Will this summer EVER end?

Okay, I had to post that little whine, just because I’m so sick and tired of this heat! We’ve been fortunate that both central AC units are relatively new–neighbors right and left have been having repairmen come out and/or new units put in. A halfway decent central AC/furnace combo runs a “cheap” $4000 to an expensive $10,000, depending on the brand, for about a 3.5 to 4 ton unit. You know things are bad when people start replacing those things, but the constant heat at 100+ days will kill a unit that’s not up to par.

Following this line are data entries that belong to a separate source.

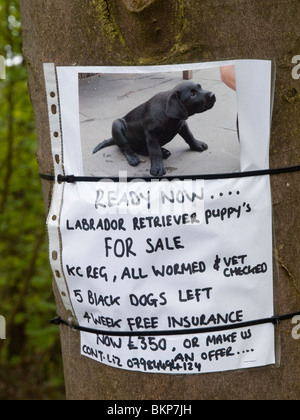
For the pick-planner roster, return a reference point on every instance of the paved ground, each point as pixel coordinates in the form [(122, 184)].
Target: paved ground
[(105, 97)]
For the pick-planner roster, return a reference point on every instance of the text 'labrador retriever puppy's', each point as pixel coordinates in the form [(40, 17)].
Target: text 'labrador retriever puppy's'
[(147, 128)]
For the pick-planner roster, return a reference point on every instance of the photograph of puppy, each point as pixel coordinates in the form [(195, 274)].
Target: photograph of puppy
[(126, 120), (147, 128)]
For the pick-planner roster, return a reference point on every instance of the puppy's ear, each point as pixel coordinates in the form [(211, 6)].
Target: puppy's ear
[(175, 108)]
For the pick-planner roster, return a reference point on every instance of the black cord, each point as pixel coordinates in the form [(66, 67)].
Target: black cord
[(72, 178)]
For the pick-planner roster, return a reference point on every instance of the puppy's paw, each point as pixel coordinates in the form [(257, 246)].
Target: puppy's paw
[(132, 158), (199, 146), (165, 153), (158, 170)]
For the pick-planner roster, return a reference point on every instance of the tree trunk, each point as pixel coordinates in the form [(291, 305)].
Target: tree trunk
[(141, 32)]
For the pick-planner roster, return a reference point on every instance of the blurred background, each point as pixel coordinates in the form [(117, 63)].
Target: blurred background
[(30, 357)]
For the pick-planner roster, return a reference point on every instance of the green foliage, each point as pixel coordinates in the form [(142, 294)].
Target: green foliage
[(30, 357)]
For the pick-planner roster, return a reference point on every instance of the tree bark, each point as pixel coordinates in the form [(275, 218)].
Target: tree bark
[(140, 32)]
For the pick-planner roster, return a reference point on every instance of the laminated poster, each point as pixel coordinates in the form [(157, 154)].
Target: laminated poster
[(148, 248)]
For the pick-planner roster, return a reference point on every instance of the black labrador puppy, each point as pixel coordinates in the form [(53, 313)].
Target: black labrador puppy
[(147, 128)]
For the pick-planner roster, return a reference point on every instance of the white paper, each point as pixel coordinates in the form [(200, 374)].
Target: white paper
[(172, 254)]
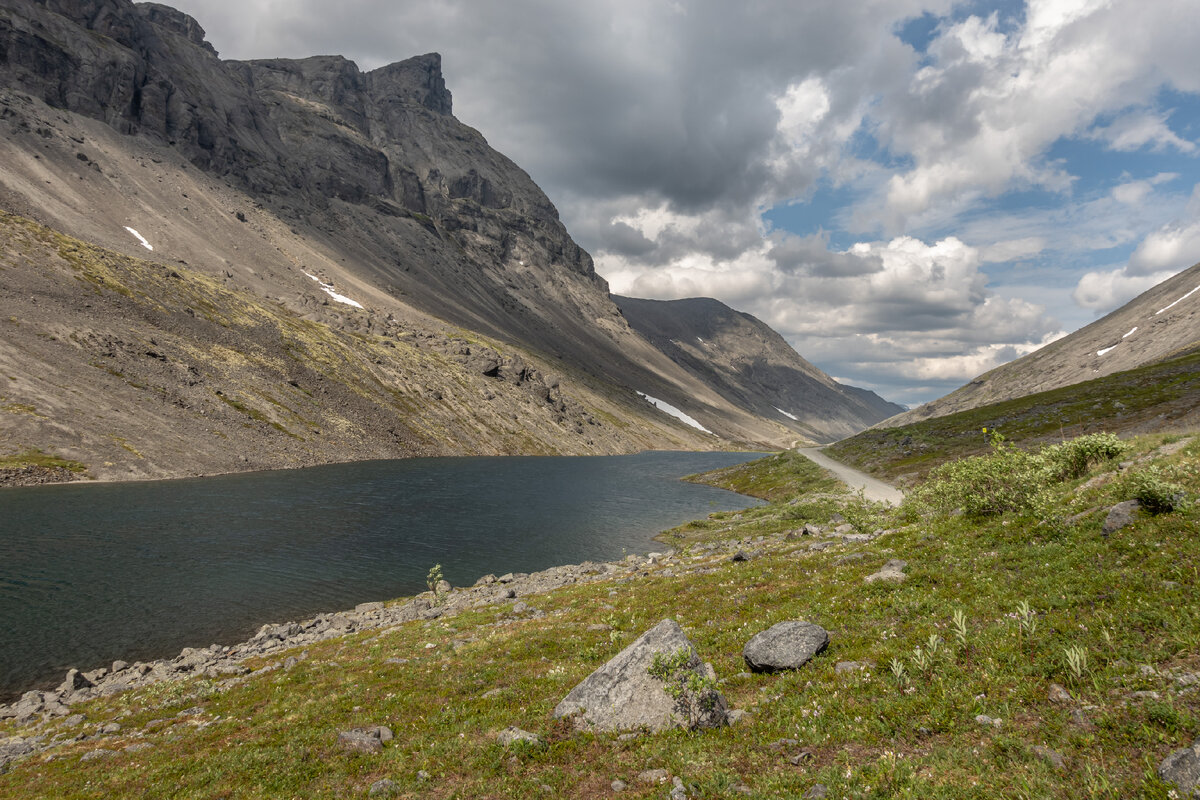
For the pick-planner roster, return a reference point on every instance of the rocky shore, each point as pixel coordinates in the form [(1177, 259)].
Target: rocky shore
[(229, 665)]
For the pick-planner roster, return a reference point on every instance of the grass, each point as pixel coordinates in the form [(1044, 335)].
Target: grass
[(1002, 599), (35, 457)]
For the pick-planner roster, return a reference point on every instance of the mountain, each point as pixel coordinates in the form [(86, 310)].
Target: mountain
[(313, 193), (753, 367), (1161, 324)]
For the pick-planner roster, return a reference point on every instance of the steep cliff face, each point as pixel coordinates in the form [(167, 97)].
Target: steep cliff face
[(1158, 324), (349, 199), (754, 367)]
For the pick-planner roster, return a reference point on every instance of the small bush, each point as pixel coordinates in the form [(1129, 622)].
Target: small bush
[(1072, 459), (985, 486), (1155, 492)]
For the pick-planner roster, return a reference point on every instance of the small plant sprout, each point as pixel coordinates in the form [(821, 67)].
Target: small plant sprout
[(1077, 661), (433, 578), (959, 627), (1026, 621), (695, 695)]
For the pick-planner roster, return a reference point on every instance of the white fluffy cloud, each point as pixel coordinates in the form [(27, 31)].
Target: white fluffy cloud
[(664, 131), (1158, 256)]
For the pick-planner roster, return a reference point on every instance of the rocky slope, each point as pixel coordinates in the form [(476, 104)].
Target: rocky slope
[(349, 199), (1157, 325), (753, 367)]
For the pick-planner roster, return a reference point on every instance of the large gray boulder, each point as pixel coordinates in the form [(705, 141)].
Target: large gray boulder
[(1182, 769), (786, 645), (623, 696)]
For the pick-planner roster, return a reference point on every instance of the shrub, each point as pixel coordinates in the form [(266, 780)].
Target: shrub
[(984, 486), (1155, 492), (1073, 458)]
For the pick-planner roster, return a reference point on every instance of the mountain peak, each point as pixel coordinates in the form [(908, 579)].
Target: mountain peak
[(417, 80), (174, 20)]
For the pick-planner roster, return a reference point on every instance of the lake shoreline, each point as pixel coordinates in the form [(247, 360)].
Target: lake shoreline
[(226, 663), (154, 659)]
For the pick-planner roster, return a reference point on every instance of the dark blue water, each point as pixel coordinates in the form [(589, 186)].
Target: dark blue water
[(136, 571)]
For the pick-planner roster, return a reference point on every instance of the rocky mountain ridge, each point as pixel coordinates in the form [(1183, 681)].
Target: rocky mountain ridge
[(751, 365), (1162, 323)]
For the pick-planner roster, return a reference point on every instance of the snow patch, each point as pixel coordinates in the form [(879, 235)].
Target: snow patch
[(1177, 301), (667, 408), (328, 288), (139, 238)]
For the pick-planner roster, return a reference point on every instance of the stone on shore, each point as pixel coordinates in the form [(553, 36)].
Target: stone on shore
[(1182, 769), (623, 696), (785, 645)]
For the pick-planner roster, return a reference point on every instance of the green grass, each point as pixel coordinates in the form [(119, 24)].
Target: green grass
[(35, 457), (1129, 402), (1127, 600)]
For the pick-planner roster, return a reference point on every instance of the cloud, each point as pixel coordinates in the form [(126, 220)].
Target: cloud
[(1107, 290), (1135, 192), (664, 131), (1141, 130)]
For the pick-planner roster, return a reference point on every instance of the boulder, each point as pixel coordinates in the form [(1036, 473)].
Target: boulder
[(785, 645), (73, 683), (623, 696), (1182, 769)]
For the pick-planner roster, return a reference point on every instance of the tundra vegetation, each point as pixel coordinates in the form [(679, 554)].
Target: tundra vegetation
[(1018, 651)]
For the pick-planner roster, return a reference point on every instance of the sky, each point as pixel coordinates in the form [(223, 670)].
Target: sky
[(912, 192)]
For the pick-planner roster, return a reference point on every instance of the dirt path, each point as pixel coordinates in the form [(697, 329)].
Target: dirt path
[(873, 488)]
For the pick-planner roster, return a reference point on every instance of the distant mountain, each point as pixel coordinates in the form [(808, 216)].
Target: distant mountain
[(751, 366), (329, 196), (1157, 325)]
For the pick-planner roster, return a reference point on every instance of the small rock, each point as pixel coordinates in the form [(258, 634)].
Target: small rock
[(892, 572), (623, 696), (1057, 693), (361, 740), (1120, 516), (653, 776), (73, 683), (1182, 769), (785, 645), (383, 788), (737, 716), (513, 734)]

Speaking of heat killing stuff, there’s the garden. Yeah, it’s hanging in by its fingernails…well, all except for Katherine’s. Her garden is kicking butt! Huge cantaloupes, personal sized watermelons, sugar pumpkins, zinnias of all colors, 4 o’clocks, marigolds, catnip–I’d be impressed in normal weather, but with this heat wave and it doing so well? I still say there are a bunch of gardening fairies out there working overtime since it’s her first garden and nothing encourages a green thumb like having great results. I may have her plant my garden this next time around!

I’m trying to get my schedule back on track. I juggled around my days off to take that little beach trip, and I took Tuesday night off since it was our eleventh wedding anniversary. Katherine spent the night with her aunt while Bill and I had dinner at the Ounce Steakhouse. It’s a little on the pricey side, but for a special occasion it’s definitely worth it. Best steaks hands down from anywhere we’ve tried, including Ruth’s Chris, service is great, atmosphere very romantic. Hubby had flowers delivered earlier in the day from the same florist friend who had done our wedding flowers–a sweet way to start reminiscing about our wedding and the years we’ve been together. We had a wonderful day and evening, but now I’m trying to get my days back on track. Next week things will be back to normal, so all will be well by then.

I’ve been doing a little writing, working that in around the genealogy research. By being tenacious and visually going through the scanned-in records, I’ve been able to find a lot of census records for various relatives that weren’t showing up in the search index, just for the simple fact they were either misspelled by the original census taker, or the person who added the name to the index transcribed it incorrectly. I find the records, add them to the appropriate pages in my tree and add notations to the index so the records will show up correctly in future searches done by other people. Just when I think I’m at a stopping point, I’ll find another relative, or an entire family, and end up adding them in. With Ancestry’s neat feature, it only takes one click to find out the relation of that person to you, instead of trying to trace it all the way back manually. I found a name last night, found their parents, and with a click identified them as a 1st cousin 4 times removed, so into the tree they went.

I’m also visually scanning old newspapers from 1920s to 1940s, since their index is even less accurate. I remember Grandma had a picture of her and a couple of her sisters she cut out from the newspaper–they were all dressed up, in downtown San Antonio for lunch and shopping. A reporter for one of the newspapers saw them coming down the sidewalk and took their picture. I can’t remember the exact date, but I’m thinking it was from the late 1930s. Since they have the papers online, except for a few dates here and there, I figured I’d flip through and see if I could find it. Yes, I’m that hardheaded that I’d go through years of papers. Besides, it’s really cool to see the headlines and articles from pre-WWII, leading up to that time, recipes, gardening tips, comics, advertisements, etc. Who would have ever thought I’d be sitting with a cup of coffee in 2011, reading the paper from 1932?

So, as I wait out this horrendous heat, I’m occupying myself with indoor activities and dreaming of autumn. I might even take note of some of those gardening tips from the 1930s and 1940s when planning the fall garden this time around. Bet they never had a clue their gardening article would be used almost 80 years later!